Put the oil and butter in a pot. Melt the butter and add the onions; saute over low heat until translucent. Add the carrots, one teaspoon of salt, and 1/2 teaspoon of black pepper. Saute the vegetables until they start to yellow; another 5 minutes and stir in the garlic. Add the fresh mushrooms and season with 1/2 teaspoon salt and 1/4 teaspoon pepper. Cook for 5 minutes and add the dried mushrooms, tomato paste, and rosemary. Saute for a couple of minutes and add the wine and simmer until most of it has evaporated. Add the tomatoes and broth and cook over low heat for 15-20 minutes. Toss some of the sauce with the pasta and serve. Pass around extra sauce and cheese.
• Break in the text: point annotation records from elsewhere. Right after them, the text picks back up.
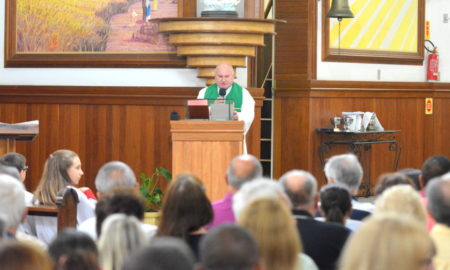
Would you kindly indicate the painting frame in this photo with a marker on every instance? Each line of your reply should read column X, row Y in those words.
column 373, row 56
column 13, row 59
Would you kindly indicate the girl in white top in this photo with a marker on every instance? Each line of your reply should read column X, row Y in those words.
column 62, row 169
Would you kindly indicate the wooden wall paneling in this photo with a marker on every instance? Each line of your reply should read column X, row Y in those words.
column 291, row 133
column 442, row 126
column 101, row 124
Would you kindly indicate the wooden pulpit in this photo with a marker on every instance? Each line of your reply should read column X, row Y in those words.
column 205, row 148
column 10, row 133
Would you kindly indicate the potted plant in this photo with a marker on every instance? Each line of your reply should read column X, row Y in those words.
column 152, row 193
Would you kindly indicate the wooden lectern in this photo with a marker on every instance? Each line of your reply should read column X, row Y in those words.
column 9, row 137
column 205, row 148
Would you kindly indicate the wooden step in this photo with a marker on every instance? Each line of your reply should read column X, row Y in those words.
column 216, row 38
column 213, row 61
column 213, row 50
column 219, row 26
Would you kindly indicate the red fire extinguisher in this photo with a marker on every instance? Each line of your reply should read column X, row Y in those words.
column 433, row 63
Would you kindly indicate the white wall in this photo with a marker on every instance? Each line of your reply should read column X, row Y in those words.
column 439, row 34
column 99, row 76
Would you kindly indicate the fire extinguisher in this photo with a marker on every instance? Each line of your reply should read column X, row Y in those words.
column 433, row 62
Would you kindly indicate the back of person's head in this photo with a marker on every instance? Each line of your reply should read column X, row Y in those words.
column 54, row 176
column 229, row 247
column 11, row 171
column 335, row 202
column 3, row 227
column 401, row 199
column 114, row 174
column 271, row 223
column 414, row 175
column 12, row 200
column 121, row 200
column 15, row 255
column 257, row 189
column 346, row 170
column 69, row 241
column 72, row 249
column 438, row 194
column 163, row 253
column 121, row 235
column 185, row 208
column 433, row 167
column 243, row 168
column 300, row 186
column 387, row 180
column 15, row 160
column 388, row 241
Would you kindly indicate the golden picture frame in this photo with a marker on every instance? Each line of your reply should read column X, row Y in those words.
column 55, row 53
It's ready! Mushroom Bolognese is delicious and a great meatless entree. This dish is great for entertaining because it will make both non-meat eaters and meat-eaters happy. It's perfect for entertaining; all you need is a salad, and your meal is complete. Start the evening off with an antipasto, and your guests will be very impressed.


Enjoy!


Mushroom Bolognese:


  • 1 pound Orecchiette, cooked according to the package instructions

  • 1 pound portobello or cremini mushrooms, stems reserved for another use

  • 1/2 ounce dried shiitake mushrooms

  • 3 tablespoons olive oil

  • 1 tablespoon unsalted butter

  • 2/3 cup chopped onion

  • 3/4 cup diced carrot

  • 3 cloves of garlic, minced

  • 1 28-ounce can whole tomatoes

  • 1/2 cup white wine or dry vermouth

  • 1/2 cup vegetable or chicken broth

  • 2 tablespoons of tomato paste

  • 1/4 teaspoon dried rosemary

  • kosher salt

  • black pepper

  • Serve with grated parmesan cheese.


  • This recipe makes enough sauce for 1 1/2 pounds of pasta.
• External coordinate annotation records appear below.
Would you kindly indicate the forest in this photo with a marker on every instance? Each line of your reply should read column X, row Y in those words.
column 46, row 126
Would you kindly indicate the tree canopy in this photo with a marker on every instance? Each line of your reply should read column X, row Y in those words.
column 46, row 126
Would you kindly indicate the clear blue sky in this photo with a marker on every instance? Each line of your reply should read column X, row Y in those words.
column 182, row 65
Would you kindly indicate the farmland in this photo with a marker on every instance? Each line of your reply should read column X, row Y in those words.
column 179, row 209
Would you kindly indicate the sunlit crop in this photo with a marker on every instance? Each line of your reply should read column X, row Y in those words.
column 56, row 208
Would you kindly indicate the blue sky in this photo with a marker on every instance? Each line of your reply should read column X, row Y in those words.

  • Soak the dried mushrooms in hot water for 20 minutes until they are soft. Discard the stems and chop the caps; set aside. Remove the stems of the fresh mushrooms and save for when you're making stock. Chop the caps and set aside.

  • Pour the can of tomatoes into a bowl. Using one of your hands gently squeeze the tomatoes and break them down into small pieces; set aside.

  • Put the oil and butter in a pot. Melt the butter and add the onions; saute over low heat until translucent. Add the carrots, one teaspoon of salt, and 1/2 teaspoon of black pepper. Saute the vegetables until they start to yellow; another 5 minutes and stir in the garlic. Add the fresh mushrooms and season with 1/2 teaspoon salt and 1/4 teaspoon pepper. Cook for 5 minutes and add the dried mushrooms, tomato paste, and rosemary. Saute for a couple of minutes and add the wine and simmer until most of it has evaporated. Add the tomatoes and broth and cook over low heat for 15-20 minutes. Toss some of the sauce with the pasta and serve. Pass around extra sauce and cheese.

  • Time-Saving Tip: Cut the vegetables up to a few hours in advance. Cook the sauce 2-3 hours in advance.